[erlang-questions] Parsing with regexp (was regexp is slow)

Thu Nov 9 02:32:09 CET 2006

OK, a few comments.

The program which was mentioned was specifically for bench-marking 
regexps, so there is not much you can do about that.

You are probably right that in some/many cases regexps are not the best 
solution, but if it is something which people know about then they will 
use them and we must give them a godd implementation.

When you talk about spliting the binary do you mean that this is done 
internally and transparently to the user? Or does the user see the list 
of segments? The origianl implementation of binaries had this capability 
of referencing segments of a large binary. Very good for pulling the 
binary apart. Although you could use it for splicing together if you 
were careful.

Robert

Jay Nelson wrote:
>
> Robert Virding wrote:
> 
> 
>>In this case it wouldn't help at all as the result from each 
>>substitution is passed directly into a new subst.
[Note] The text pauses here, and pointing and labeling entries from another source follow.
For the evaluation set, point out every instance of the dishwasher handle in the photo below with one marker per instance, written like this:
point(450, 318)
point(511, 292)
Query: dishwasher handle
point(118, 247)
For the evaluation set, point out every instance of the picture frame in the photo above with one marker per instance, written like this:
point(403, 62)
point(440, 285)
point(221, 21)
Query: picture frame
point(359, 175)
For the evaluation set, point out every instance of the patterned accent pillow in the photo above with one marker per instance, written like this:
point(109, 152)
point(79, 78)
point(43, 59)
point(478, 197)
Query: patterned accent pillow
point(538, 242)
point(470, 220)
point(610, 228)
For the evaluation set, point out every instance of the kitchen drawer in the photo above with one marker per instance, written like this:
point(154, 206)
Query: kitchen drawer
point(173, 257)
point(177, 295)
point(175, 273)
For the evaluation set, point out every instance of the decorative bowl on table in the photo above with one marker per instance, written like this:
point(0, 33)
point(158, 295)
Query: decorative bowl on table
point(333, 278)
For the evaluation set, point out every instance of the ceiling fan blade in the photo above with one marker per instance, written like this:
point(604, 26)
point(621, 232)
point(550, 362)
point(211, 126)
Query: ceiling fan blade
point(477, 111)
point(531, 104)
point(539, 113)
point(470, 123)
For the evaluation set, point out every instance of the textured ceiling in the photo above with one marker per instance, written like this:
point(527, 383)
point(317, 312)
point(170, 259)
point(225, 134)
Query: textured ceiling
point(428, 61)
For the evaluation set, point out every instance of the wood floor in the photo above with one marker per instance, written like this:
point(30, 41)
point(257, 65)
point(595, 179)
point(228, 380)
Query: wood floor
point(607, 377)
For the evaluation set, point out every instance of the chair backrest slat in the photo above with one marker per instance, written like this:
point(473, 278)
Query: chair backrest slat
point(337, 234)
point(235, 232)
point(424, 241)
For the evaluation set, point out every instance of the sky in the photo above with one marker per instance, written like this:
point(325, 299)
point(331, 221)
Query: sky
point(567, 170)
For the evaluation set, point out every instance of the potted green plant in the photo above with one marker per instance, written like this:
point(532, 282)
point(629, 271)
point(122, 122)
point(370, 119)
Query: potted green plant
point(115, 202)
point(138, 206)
You loop over a 
>>pre-defined set of substitutions threading the result through.
> 
> 
> 
> The goal of the paper was to come up with a very efficient way to
> handle exactly these types of situations, where a subset of a large
> piece of data needs to be found / extracted and then transformed in
> some way.  Using Joe's "inefficient coding style" works for small
> problems, but the heap quickly blows up when things get converted
> to lists.  If you filter them and garbage collect you might get by
> but not if the data source is 10s of MBs.
> 
> regexps are concise and convenient in a lot of situations, but there
> are two things I don't like: when the pattern gets to be so complicated
> that it can no longer be understood, and when it leads to particularly
> inefficient handling of data.  As long as the data size isn't too big,
> the latter case shouldn't matter, unless it needs to execute many times.
> 
> In erlang, a more efficient approach (and the one I tried to embrace
> in the paper), was to read the full data source as a single large binary.
> Any filtering or extraction was done so that the result was a list of
> sub-binaries pointing to the original data (essentially a struct with
> a pointer and a length which can be constructed quickly) without creating
> any intermediate structures or any garbage to collect.  The filtered
> list could then be transformed, resulting in computational effort only
> being taken on the elements of the data stream that mattered.
> 
> The fact that regexp uses substitution is an artifact of implementation
> or of sticking to the user's understanding of the model.  It is not
> necessary to solve the problem.
> 
> The sub-binary approach led to the natural desire for binary comprehensions.
> When that is soon available in the language, this approach will be very clear
> and reasonably efficient (although not as efficient as the BIFs, which
> really screamed).
> 
> I have been working more on patterns, parsing and extraction, but I won't
> have anything to say about it publicly for a few more months.